RESTful State Machines
Something else which has not sat well with me until I spent the weekend ingesting RESTful Web Services book (by Leonard Richardson and Sam Ruby) was the “actuator” concept we picked up from the Sun Cloud APIs. This breaks away from RESTful principles by exposing an RPC-style API for triggering state changes (e.g. start, stop, restart). Granted it’s an improvement on the alternative (GETting a resource and PUTting it back with an updated state) as Tim Bray explains in RESTful Casuistry (to which Roy Fielding and Bill de hÓra also responded), but it still “feels funky”. Sure it doesn’t make any sense to try to “force” a monitored status to some other value (for example setting a “state” attribute to “running”), especially when we can’t be sure that’s the state we’ll get to (maybe there will be an error or the transition will be dependent on some outcome over which we have no control). Similarly it doesn’t make much sense to treat states as nouns, for example adding a “running” state to a collection of states (even if a resource can be “running” and “backing up” concurrently). But is using URLs as “buttons” representing verbs/transitions the best answer?
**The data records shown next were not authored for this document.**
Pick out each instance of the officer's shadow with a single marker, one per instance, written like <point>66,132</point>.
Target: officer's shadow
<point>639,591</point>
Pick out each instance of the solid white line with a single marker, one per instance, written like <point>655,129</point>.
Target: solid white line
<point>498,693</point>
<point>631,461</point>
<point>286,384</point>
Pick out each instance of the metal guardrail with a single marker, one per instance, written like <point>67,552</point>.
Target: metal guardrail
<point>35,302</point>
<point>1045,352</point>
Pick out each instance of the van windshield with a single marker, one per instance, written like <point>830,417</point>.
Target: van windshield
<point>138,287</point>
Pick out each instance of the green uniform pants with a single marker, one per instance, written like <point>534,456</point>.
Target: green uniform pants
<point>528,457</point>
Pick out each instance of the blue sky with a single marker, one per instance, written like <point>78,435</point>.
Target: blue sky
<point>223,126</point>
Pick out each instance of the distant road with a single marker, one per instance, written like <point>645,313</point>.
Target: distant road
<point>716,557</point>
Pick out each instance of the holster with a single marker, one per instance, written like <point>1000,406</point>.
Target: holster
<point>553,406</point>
What makes more sense [to me] is to request a transition and check back for updates (e.g. by polling or HTTP server push). If it’s RESTful to POST comments to an article (which in addition to its own contents acts as a collection of zero or more comments) then POSTing a request to change state to a [sub]resource also makes sense. As a bonus these can be parametrised (for example a “resize” request can be accompanied with a “size” parameter and a “stop” request sent with clarification as to whether an “ACPI Off” or “Pull Cord” is required). Transitions that take a while, like “format” on a storage resource, can simply return HTTP 201 Accepted so we’ve got support for asynchronous actions as well – indeed some requests (e.g. “backup”) may not even be started immediately. We may also want to consider using something like Post Once Exactly (POE) to ensure that requests like “restart” aren’t executed repeatedly and that we can cancel requests that the system hasn’t had a chance to deal with yet.
Exactly how this should look in terms of URL layout I’m not sure (perhaps http://example.com/<resource>/requests) but being able to enumerate the possible actions as well as acceptable parameters (e.g. an enum for variations on “stop” or a range for “resize”) would be particularly useful for clients.
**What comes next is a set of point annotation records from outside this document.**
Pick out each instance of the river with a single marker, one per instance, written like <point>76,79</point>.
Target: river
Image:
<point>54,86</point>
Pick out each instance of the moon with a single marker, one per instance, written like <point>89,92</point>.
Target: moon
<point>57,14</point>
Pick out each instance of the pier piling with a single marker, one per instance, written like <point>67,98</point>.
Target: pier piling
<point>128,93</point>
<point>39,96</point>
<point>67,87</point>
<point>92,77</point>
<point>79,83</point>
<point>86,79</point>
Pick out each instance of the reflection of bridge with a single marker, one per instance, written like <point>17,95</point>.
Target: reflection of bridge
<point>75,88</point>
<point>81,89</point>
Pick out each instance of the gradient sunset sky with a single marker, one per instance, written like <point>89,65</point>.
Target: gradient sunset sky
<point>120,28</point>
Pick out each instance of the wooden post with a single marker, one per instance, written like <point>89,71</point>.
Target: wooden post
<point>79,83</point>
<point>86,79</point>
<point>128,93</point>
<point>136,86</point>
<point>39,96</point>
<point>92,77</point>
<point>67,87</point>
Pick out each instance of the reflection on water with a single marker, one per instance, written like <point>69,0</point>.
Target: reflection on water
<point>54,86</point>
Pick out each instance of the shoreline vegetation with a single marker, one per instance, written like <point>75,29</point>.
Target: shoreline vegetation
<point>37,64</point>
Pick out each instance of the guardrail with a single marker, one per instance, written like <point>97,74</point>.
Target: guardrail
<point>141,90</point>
This is all well and good for individual resources, but collections are still a serious problem. There are many use cases which involve retrieving an arbitrarily large number of resources and making a HTTP request for each (as well as requests for enumeration etc.) doesn’t make sense. More importantly, it doesn’t scale – particularly in enterprise environments where requests via proxies and filters can suffer from high latency (if not low bandwidth).
One potential solution is to strap multiple HTTP message entities together as a multipart document, but that’s hardly clean and results in some hairy coding on the client side (e.g. manual manipulation of HTTP messages that would otherwise be fully automated). The best solution we currently have for this problem (as evidenced by widespread deployment) is AtomPub so I’m still fairly sure it’s going to have to make an appearance somewhere, even if it doesn’t wrap all of the resources by default.